Our main goal is to unravel the nuclear events that drive activation and transformation of B lymphocytes, from changes in transcription, epigenetics and chromatin architecture, to recombination and hypermutation of antibody genes. To achieve these goals, our team combines a wide range of cutting-edge technologies, including genome editing, nanoscopy, in situ Hi-C, cryo-EM, and bioinformatic tools.
B lymphocytes in higher organisms develop in the bone marrow, where they recombine and assemble their cell surface antibody receptor genes. Upon migration to peripheral organs, antibody receptors may bind foreign proteins that belong to pathogens. This recognition leads to a second round of DNA recombination that changes the antibody class, from IgM to IgG, IgE, or IgA. We call this process class switch recombination.
In addition, the antibody genes are hypermutated during the immune response, a phenomenon which coupled to selection improves the capacity of B cells to recognize pathogens.

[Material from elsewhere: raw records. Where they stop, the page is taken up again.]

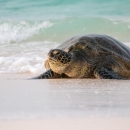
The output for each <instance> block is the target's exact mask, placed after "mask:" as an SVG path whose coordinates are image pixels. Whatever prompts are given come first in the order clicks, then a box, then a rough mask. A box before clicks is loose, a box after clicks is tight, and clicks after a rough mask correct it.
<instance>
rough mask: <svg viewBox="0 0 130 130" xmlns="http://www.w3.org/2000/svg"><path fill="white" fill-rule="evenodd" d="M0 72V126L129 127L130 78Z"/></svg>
mask: <svg viewBox="0 0 130 130" xmlns="http://www.w3.org/2000/svg"><path fill="white" fill-rule="evenodd" d="M30 77H33V76H32V75H29V74H19V75H18V74H16V75H13V74H2V75H0V96H1V98H0V130H86V129H87V130H104V129H105V130H130V81H129V80H97V79H50V80H26V79H28V78H30Z"/></svg>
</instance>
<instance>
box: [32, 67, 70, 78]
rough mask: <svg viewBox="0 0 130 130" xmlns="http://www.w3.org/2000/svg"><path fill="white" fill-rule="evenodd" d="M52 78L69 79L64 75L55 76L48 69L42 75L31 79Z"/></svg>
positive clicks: (49, 70) (58, 75)
mask: <svg viewBox="0 0 130 130" xmlns="http://www.w3.org/2000/svg"><path fill="white" fill-rule="evenodd" d="M54 78H69V77H68V76H67V75H65V74H57V73H55V72H53V71H52V70H51V69H50V70H47V71H46V72H44V73H43V74H41V75H39V76H37V77H33V78H31V79H54Z"/></svg>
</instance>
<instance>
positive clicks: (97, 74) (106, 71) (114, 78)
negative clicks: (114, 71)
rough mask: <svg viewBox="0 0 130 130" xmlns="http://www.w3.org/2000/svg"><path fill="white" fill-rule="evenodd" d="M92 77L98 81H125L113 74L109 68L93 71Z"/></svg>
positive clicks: (117, 75) (99, 68)
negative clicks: (106, 79)
mask: <svg viewBox="0 0 130 130" xmlns="http://www.w3.org/2000/svg"><path fill="white" fill-rule="evenodd" d="M94 76H95V77H96V78H98V79H126V78H124V77H122V76H120V75H118V74H117V73H116V72H114V71H113V70H112V69H111V68H105V67H100V68H96V69H95V70H94Z"/></svg>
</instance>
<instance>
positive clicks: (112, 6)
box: [0, 0, 130, 73]
mask: <svg viewBox="0 0 130 130" xmlns="http://www.w3.org/2000/svg"><path fill="white" fill-rule="evenodd" d="M90 33H91V34H92V33H94V34H106V35H109V36H112V37H114V38H116V39H118V40H120V41H122V42H123V43H124V44H126V45H128V46H130V0H122V1H121V0H109V1H108V0H81V1H79V0H71V1H70V0H65V1H63V0H46V1H45V0H44V1H43V0H11V1H10V0H0V73H41V72H42V71H44V70H45V69H44V61H45V59H46V55H47V52H48V51H49V50H50V49H51V48H55V47H56V46H58V45H59V44H60V43H62V42H64V41H65V40H67V39H68V38H70V37H72V36H75V35H85V34H90Z"/></svg>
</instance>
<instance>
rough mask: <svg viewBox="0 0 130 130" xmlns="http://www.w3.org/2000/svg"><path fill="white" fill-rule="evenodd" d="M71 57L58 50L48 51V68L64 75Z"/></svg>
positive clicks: (57, 72) (68, 55) (69, 54)
mask: <svg viewBox="0 0 130 130" xmlns="http://www.w3.org/2000/svg"><path fill="white" fill-rule="evenodd" d="M71 59H72V55H71V54H70V53H68V52H65V51H62V50H60V49H54V50H50V52H49V53H48V63H49V65H50V68H51V69H52V70H53V71H54V72H56V73H59V74H61V73H64V72H65V70H66V68H67V67H68V65H69V64H70V62H71Z"/></svg>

Aside from antibody receptor genes, recombination and hypermutation can promiscuously target other loci in the B cell genome. This can lead to deregulation of transcription and B cell tumor development. Our laboratory has developed several assays to visualize and study such promiscuous activity at susceptible sites.
Our current interests involve:
- Understanding the impact of nuclear architecture on B cell gene expression.
- Dissecting mechanistic details of transcriptional activation.
- The production of new mouse models to generate human antibodies of clinical interest.
The Regulome Project
The NIH Regulome Project was established in 2010 as an ongoing collaboration of intramural and invited extramural research groups.
Its primary goal is to understand transcriptional regulation in mammalian systems using cutting-edge technologies, including Hi-C and derivatives, single-molecule microscopy, real-time transcriptional assays, cryo-EM, genomics, biological modeling, CRISPR-Cas9 genetic screens, neural networks, and biophysics.